If you've been needing a reminder to clear your counters of anything—and I mean anything—your inquisitive dog could possibly eat, this is it.

Because our four-legged garbage disposals have zero boundaries. Just ask the folks at Alicia Pet Care Center. Last month, the California veterinary hospital posted a trio of TikToks asking its veterinary staff about 1) the weirdest things they've extracted from dogs' tummies and 2) the oddest things their own pups have eaten.

This list is funny—but also frightening? Like, it's amazing our vets can remove all these things, but some of these objects are borderline horrifying. 

  • Four tennis balls at one time
  • An earplug
  • A finger puppet with "help me" eyes that appeared on the X-ray (spooky!)
  • Plumber's tape
  • Pink, glittery underpants
  • Assorted garbage
  • Peach pits
  • An entire bottle of Gorilla Glue that expanded in the dog's stomach (nooooo)
  • A menstrual cup 
  • An entire boot (this one was actually a cat)
  • Diapers
  • Soap
  • 2.5-inch fish hook(!)
  • Squid and accompanying fish hook
  • Five tampons

That's the start of a pretty nice landfill right there. Our own pet health and behavior editor—Jenna Stregowski, RVT— has a similar list from her career: coins, batteries, nuts and bolts, silverware, and even a bunch of sand.

"[Because] dogs primarily explore the world with their noses and mouths, they sometimes swallow stuff that makes no sense to us humans," Stregowski says.

And these lists aren't just a collection of hungry Labrador retrievers. They're boxers, West Highland terriers (the sand eater), and Maltipoos, too.

So how do you prevent your dog from eating something that endangers both his well-being and your wallet? We have a few steps you can take.
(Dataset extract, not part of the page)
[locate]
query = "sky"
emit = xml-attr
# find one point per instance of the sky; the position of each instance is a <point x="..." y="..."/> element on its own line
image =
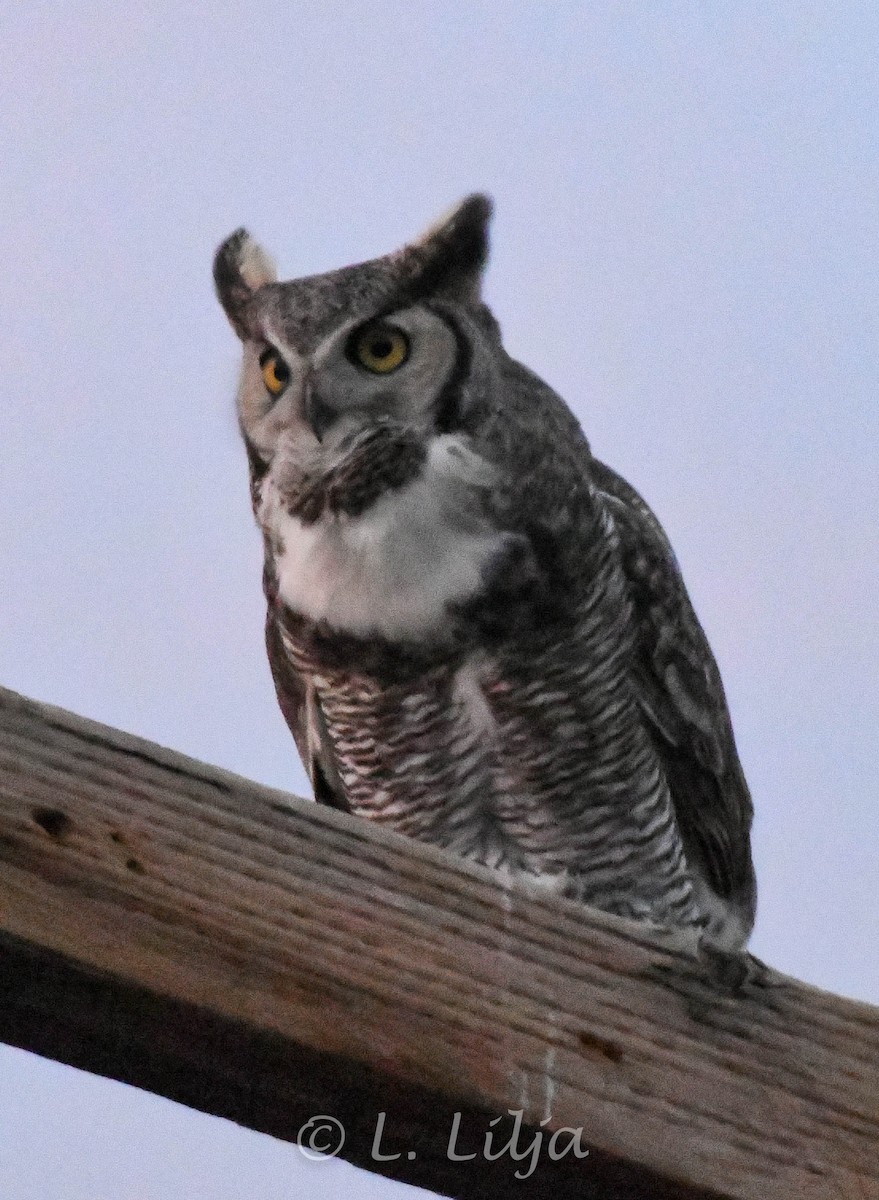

First: Put everything away. Clear the counters; close the laundry room door; secure the lids on the trash cans and clothes hampers. If your dog has pica—the urge to eat unusual things often spawning from physical or behavior problems—you'll want to limit his opportunity.

Second: Give him something else to do. Stregowski says pica is "often caused by boredom, stress, or anxiety," so this is where you'll want to distract him. That means giving him toys to play with or puzzles to solve.  

Third: Wear 'em out! If you're worried about leaving your dog unattended, get in some good exercise before you go. It's much harder to eat household items when you're exhausted and just want to nap. Plus, exercising with your dog can be a way to spend even more quality time together.

Four: Enjoy intact possessions and a healthy dog.